Shocking figures show one cannabis farm has been found every SIX days in the Hyndburn policing area.
The Observer can reveal that 58 cannabis set-ups were discovered by officers across the borough in 2014/15 alone, totalling more than 2,200 plants.
The number has doubled from 29 farms found the previous year with a total of 25 of them being found in terraced houses.
Figures released from Lancashire Police under the Freedom of Information Act show the largest cannabis farm in the last 12 months totalled 504 plants and was found in the St Andrews/Knuzden area of Oswaldtwistle.
The second highest discovery was 239 plants in Great Harwood.
Lancashire Police said it is ‘certainly true’ they are executing more drug warrants and believe the increase is caused by the ‘austere’ economic times and a ‘greater demand’ for the drug.
The Central and Spring Hill area of Accrington proved to be the area’s cannabis hotspot with six separate farms busted over a 12-month period up until April this year.
Local councillor Munsif Dad said police action in the area over the last couple of years had seen “significant results”.
He added: “The more you go in the more you find and these people are still getting the necessary stuff to grow it.
“The police are concentrating on drugs as it can lead to anti-social behaviour and gangs.
“The community really appreciate their hard work.
“[The figures are] a cause for concern but more and more people are being found and brought to justice.
“You can’t take your eye off the ball.”
The area where the second highest number of cannabis set-ups was found in 2014/15 was the Barnfield, Peel and Woodnook area.

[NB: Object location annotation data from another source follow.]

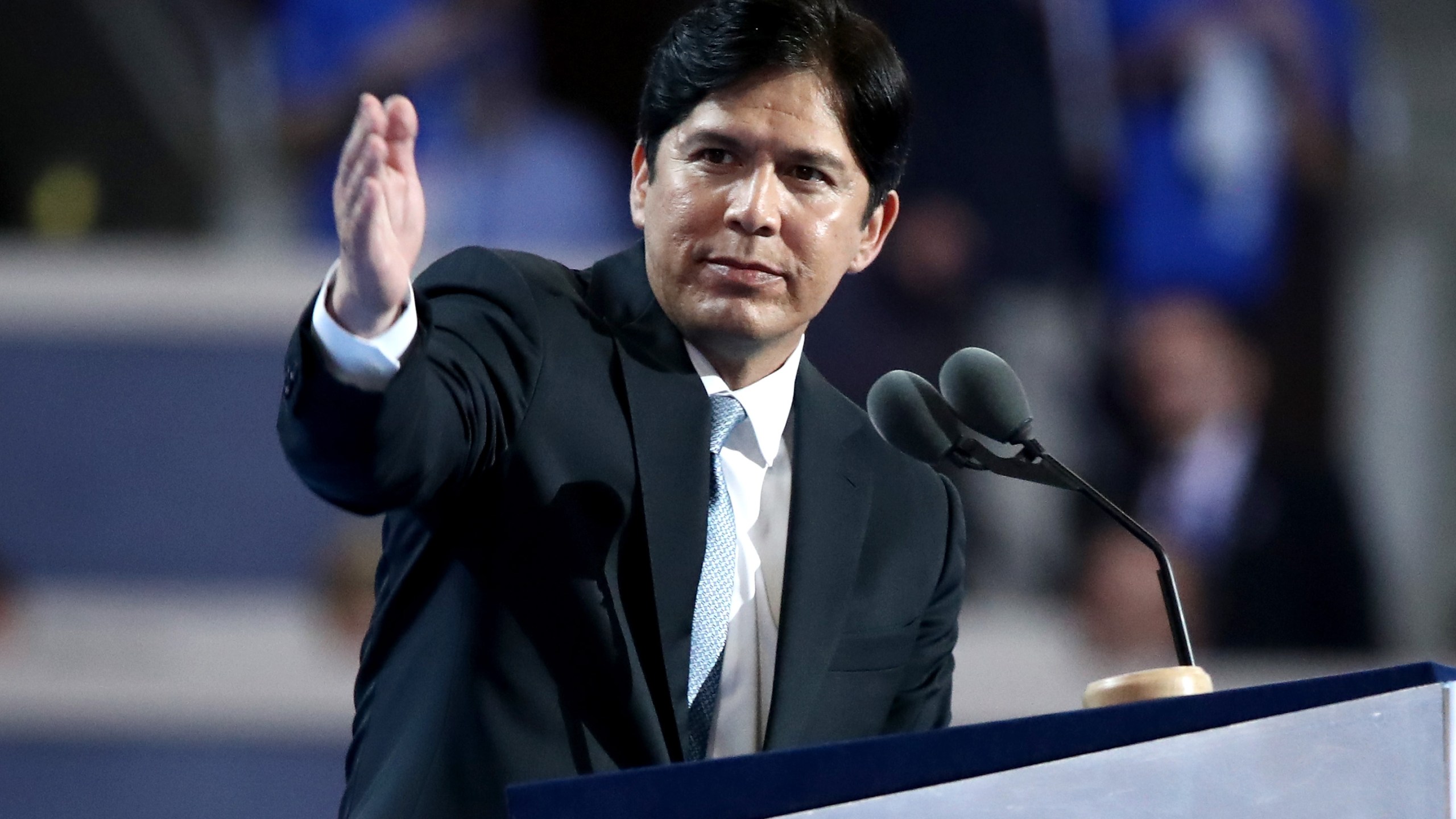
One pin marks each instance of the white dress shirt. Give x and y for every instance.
(759, 475)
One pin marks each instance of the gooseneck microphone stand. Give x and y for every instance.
(1034, 464)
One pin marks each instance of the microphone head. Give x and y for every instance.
(912, 416)
(987, 395)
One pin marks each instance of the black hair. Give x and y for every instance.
(723, 43)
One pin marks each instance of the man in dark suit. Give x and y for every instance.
(628, 524)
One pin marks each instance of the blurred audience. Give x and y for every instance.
(347, 577)
(1226, 105)
(1270, 554)
(9, 589)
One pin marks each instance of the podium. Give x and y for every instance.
(1368, 744)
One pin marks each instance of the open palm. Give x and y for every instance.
(379, 210)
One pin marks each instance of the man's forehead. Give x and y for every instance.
(781, 107)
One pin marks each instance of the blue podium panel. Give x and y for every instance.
(1384, 755)
(785, 781)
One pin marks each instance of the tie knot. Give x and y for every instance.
(727, 413)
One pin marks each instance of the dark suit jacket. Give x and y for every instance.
(544, 455)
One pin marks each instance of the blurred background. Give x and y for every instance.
(1216, 238)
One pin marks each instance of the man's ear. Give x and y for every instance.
(640, 181)
(877, 228)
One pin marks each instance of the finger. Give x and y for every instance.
(401, 130)
(369, 164)
(367, 120)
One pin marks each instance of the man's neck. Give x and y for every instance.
(740, 367)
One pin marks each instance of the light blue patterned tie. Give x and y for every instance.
(705, 659)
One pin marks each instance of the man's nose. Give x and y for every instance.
(755, 206)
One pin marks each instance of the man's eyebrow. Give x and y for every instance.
(817, 159)
(718, 139)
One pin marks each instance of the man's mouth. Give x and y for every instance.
(743, 271)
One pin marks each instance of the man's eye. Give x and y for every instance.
(809, 174)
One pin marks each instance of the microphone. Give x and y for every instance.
(911, 414)
(987, 395)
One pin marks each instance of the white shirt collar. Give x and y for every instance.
(766, 401)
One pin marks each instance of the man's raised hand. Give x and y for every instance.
(379, 210)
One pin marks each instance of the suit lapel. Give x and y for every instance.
(828, 514)
(669, 413)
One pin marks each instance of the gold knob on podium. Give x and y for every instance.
(1152, 684)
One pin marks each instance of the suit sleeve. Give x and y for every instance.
(462, 388)
(925, 703)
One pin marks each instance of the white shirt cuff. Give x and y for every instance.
(366, 363)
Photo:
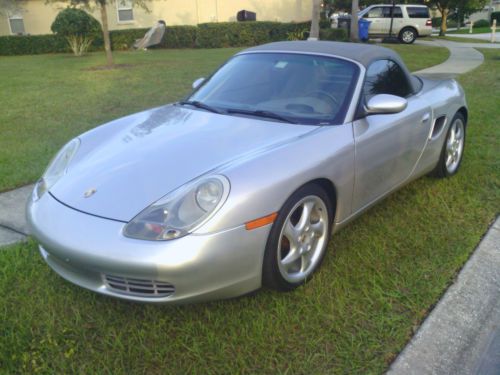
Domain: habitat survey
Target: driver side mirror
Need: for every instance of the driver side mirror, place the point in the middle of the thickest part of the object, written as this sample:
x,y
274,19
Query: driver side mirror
x,y
197,83
385,104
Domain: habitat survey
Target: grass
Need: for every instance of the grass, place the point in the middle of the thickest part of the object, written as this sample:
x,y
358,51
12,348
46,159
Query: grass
x,y
475,30
48,99
463,40
380,278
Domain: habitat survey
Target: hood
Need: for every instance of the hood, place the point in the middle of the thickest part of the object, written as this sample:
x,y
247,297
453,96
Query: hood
x,y
134,161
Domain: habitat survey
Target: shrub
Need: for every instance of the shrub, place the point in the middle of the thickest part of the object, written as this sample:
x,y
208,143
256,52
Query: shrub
x,y
78,27
209,35
238,34
496,16
481,23
333,34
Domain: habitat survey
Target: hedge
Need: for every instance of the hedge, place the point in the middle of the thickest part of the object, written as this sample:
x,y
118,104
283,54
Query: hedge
x,y
207,35
32,44
234,34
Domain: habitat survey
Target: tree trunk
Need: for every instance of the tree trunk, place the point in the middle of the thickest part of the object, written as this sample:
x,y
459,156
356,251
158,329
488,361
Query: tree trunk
x,y
444,17
314,34
354,20
105,33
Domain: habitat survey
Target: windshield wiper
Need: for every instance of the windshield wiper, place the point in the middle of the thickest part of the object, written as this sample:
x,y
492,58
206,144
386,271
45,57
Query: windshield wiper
x,y
197,104
262,113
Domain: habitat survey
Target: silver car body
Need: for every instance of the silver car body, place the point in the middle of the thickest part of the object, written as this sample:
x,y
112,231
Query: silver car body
x,y
359,162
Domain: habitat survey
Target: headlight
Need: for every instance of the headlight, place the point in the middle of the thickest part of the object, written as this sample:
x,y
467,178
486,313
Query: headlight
x,y
57,168
181,211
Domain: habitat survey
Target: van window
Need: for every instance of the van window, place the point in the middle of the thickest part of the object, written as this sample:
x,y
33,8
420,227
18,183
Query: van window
x,y
418,12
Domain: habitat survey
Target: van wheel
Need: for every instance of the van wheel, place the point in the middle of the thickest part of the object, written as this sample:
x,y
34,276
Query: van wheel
x,y
408,35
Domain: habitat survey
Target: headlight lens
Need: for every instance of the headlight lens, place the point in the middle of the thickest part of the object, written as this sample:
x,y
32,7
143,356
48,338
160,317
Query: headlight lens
x,y
181,211
57,168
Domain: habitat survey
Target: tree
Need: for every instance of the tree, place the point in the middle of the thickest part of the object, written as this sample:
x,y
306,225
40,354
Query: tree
x,y
78,27
314,34
354,20
11,6
102,5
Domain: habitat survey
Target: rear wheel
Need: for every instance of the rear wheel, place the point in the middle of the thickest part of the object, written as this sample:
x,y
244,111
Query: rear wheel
x,y
453,148
298,240
408,35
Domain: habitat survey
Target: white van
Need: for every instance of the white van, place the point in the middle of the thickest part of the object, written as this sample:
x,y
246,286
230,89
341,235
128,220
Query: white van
x,y
410,21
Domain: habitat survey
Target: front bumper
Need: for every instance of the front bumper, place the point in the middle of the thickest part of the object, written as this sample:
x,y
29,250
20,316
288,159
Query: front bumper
x,y
88,250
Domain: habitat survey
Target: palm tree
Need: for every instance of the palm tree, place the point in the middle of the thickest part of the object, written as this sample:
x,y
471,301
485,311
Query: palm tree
x,y
314,34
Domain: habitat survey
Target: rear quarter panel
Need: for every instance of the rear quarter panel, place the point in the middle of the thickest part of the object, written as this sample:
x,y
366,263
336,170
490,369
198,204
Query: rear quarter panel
x,y
446,98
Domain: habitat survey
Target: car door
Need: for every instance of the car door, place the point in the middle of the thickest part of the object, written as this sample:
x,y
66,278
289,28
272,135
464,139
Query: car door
x,y
388,146
397,19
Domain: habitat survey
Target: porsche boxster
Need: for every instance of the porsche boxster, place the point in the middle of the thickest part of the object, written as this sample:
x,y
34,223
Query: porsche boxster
x,y
241,184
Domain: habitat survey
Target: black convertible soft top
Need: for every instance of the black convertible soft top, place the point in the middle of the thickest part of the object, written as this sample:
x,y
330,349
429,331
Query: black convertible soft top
x,y
362,53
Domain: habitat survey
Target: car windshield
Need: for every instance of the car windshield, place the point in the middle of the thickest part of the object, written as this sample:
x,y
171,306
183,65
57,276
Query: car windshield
x,y
306,89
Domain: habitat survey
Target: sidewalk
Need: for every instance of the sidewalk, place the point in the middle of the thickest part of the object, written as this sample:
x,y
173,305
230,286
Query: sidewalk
x,y
462,333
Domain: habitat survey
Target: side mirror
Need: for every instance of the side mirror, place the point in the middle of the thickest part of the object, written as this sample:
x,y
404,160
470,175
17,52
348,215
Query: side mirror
x,y
197,83
385,104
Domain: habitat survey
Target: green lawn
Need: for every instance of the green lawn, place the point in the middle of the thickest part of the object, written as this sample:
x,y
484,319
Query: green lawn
x,y
48,99
463,40
475,30
380,278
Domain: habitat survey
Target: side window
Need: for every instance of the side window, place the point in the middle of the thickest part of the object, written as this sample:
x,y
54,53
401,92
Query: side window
x,y
418,12
377,12
397,12
385,77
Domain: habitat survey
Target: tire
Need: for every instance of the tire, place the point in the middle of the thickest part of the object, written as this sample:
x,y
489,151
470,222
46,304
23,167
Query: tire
x,y
298,239
453,148
408,35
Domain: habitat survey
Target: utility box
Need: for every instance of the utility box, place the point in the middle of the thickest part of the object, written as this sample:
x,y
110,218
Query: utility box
x,y
246,15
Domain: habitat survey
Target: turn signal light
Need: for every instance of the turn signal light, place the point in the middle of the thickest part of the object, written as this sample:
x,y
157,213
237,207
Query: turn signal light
x,y
260,222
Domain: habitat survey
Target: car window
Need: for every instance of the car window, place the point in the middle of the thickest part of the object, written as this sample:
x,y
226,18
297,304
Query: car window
x,y
377,12
418,12
397,12
385,77
306,88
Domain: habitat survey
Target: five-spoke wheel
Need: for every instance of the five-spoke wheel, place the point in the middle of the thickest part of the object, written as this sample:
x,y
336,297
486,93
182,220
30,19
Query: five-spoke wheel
x,y
453,148
299,238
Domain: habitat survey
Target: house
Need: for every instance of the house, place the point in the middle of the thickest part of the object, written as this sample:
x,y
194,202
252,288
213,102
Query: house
x,y
36,16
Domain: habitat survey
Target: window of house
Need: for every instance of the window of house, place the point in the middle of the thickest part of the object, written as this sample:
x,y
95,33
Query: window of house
x,y
386,77
16,23
125,11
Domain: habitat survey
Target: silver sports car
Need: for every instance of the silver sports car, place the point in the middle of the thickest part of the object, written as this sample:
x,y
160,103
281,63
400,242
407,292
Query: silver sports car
x,y
242,183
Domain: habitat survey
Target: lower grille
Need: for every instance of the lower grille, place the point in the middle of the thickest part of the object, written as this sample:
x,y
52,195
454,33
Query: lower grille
x,y
138,287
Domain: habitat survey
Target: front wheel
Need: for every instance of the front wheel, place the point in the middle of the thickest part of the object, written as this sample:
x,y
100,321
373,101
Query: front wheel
x,y
408,35
298,240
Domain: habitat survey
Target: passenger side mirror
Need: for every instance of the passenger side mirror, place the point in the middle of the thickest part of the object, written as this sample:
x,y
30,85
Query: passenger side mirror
x,y
385,104
197,83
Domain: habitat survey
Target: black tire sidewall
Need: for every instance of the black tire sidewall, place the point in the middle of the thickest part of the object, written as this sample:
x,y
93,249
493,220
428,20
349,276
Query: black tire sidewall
x,y
271,275
441,171
407,29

Barnfield ward councillor Tony Dobson believes the residents are now better able to spot the ‘telltale signs’ of cannabis production. He said: “I think there’s a lot more public awareness now. At residents’ meetings in the past it was never mentioned but people now know what to look for.
“They are looking at houses that are getting half a dozen visitors between 6pm and 8pm every day and where people never stay in the houses and just make a quick 20-second stop.
“People are starting to recognise the telltale signs and it’s a combined effort between more cohesive work with residents and police.”
'Because of its distinctive and powerful smell, it's very difficult to disguise'
Hyndburn police said the doubling of cannabis farms detected in the last year is probably a combination of higher production as well as public awareness.
The Neighbourhood Policing Team said the ‘overwhelming majority’ of drugs factory discoveries come from tip-offs from members of the public.
A spokesman said: “Cannabis production within communities is likely to have increased in recent times. This may be because there is a greater demand for the substance or it may be seen as economically viable in austere times to take the risk of producing it.
“However, because of its distinctive and powerful smell, it is very difficult to disguise the growing of cannabis, particularly in residential areas and those taking part in this illegal activity will find that we will act on information passed to us to disrupt and ultimately prevent those involved in the drugs trade from operating on our streets.
“They will sometimes detect it by its distinctive smell or by other means, such as people coming and going more frequently than normal or by the lighting or heating equipment used.
“Cannabis can have lasting physical and mental health effects on users as well as having a negative effect on our communities and fuelling other crime and we are determined to tackle that.”